Rinku Majumder
LSU Health Science Center, USA
Title: Protein S, a new agent in adjunct therapy of hemophilia-B
Biography
Biography: Rinku Majumder
Abstract
Background: Current treatment of hemophilia-B consists of infusion of factor IX (FIX) concentrates to substitute for deficient FIX, i.e., replacement therapy. Yet, replacement is only temporary, as infused FIX is cleared rapidly from a patient’s plasma. We found that Protein S (PS) inhibits FIX and importantly, anti-PS antibody increased FIX activity in hemophilia-B plasma, implying that blocking PS activity may achieve longer lasting replacement therapy.
Aims: To assess the effectiveness of anti-PS antibody in reducing clotting time.
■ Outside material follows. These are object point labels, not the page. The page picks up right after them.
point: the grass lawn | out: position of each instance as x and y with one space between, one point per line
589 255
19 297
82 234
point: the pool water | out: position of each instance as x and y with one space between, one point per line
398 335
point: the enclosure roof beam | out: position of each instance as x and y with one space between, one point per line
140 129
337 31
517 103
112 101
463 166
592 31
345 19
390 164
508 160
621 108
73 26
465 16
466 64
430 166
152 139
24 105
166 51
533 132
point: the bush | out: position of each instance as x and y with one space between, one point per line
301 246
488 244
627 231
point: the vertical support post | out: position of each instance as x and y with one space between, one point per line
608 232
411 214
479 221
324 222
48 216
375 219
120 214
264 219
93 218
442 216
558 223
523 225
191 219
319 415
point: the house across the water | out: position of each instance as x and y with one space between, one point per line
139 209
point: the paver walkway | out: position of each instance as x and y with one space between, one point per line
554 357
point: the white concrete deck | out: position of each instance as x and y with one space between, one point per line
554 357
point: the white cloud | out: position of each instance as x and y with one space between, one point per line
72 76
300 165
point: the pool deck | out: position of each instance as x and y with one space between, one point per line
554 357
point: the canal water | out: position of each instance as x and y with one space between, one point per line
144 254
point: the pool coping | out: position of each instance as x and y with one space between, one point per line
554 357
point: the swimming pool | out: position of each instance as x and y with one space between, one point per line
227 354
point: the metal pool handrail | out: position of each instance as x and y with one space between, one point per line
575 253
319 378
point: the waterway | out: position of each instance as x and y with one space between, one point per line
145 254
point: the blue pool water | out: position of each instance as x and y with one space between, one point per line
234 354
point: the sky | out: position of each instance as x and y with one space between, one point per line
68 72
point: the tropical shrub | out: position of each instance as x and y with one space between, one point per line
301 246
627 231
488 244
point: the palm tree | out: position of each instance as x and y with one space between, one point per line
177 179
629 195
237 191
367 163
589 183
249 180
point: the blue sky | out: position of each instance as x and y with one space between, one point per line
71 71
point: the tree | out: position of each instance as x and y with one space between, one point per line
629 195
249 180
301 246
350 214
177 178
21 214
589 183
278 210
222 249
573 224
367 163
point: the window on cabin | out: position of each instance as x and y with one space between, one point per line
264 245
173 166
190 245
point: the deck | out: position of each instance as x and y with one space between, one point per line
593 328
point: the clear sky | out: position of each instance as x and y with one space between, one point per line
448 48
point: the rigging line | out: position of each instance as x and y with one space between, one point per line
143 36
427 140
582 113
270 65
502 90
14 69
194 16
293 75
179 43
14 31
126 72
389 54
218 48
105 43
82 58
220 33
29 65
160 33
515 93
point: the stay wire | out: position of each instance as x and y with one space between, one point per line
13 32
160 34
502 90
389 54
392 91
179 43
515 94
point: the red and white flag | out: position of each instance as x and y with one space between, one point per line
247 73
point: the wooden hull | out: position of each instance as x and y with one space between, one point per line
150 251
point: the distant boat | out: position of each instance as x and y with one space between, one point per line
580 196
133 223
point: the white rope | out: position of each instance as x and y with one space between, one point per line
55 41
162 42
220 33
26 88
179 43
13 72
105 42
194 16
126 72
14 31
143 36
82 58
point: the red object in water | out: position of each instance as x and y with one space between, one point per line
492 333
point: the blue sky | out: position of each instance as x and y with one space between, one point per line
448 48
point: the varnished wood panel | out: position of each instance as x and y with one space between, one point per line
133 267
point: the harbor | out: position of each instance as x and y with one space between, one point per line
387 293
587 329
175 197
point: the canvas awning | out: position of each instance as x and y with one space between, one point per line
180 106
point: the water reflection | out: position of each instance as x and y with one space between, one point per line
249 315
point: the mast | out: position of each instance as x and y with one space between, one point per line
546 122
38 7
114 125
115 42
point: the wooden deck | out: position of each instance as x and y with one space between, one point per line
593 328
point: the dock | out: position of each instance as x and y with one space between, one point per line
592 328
Method & Results: We used a modified aPTT assay (clotting initiated with FIX) with FIX-deficient plasma and varied the concentrations of added FIX and anti-PS antibody. The aPTT clotting times in the presence and absence of anti-PS antibody were measured for 2.5 (51 sec+Ab; 69 sec+Ab), 5 (43 sec+Ab; 59 seconds+Ab), 10 (38 sec+Ab; 51 sec+Ab), and 20 nM FIXa (33 sec+Ab; 40 sec+Ab). Results showed that in FIX-deficient plasma, an anti-PS antibody would make added FIXa ~3 fold more active. We also performed a thrombin generation assay with the same FIX-deficient plasma in the presence of 1, 2.5 and 5 nM FIXa and measured peak thrombin formation in the presence of anti-PS antibody. Both the thrombin generation assay and the clotting assay gave similar results, i.e., addition of neutralizing anti-PS antibody made FIX ~3 fold more active. In wild type mice we have found that PS inhibited thrombin generation. Work is underway to assess hemostasis in hemophilia-B mice receiving a low dose of FIX and PS antibodies. Improved hemostasis in this mouse model would move anti-PS antibody to the forefront as a possible adjunct in hemophilia therapy.
Conclusion: Our findings suggest that administration of anti-PS antibodies to hemophilia-B patients may achieve the goal of longer lasting replacement therapy. Antibody blocking PS activity towards FIXa is the most straightforward approach and one most likely to succeed.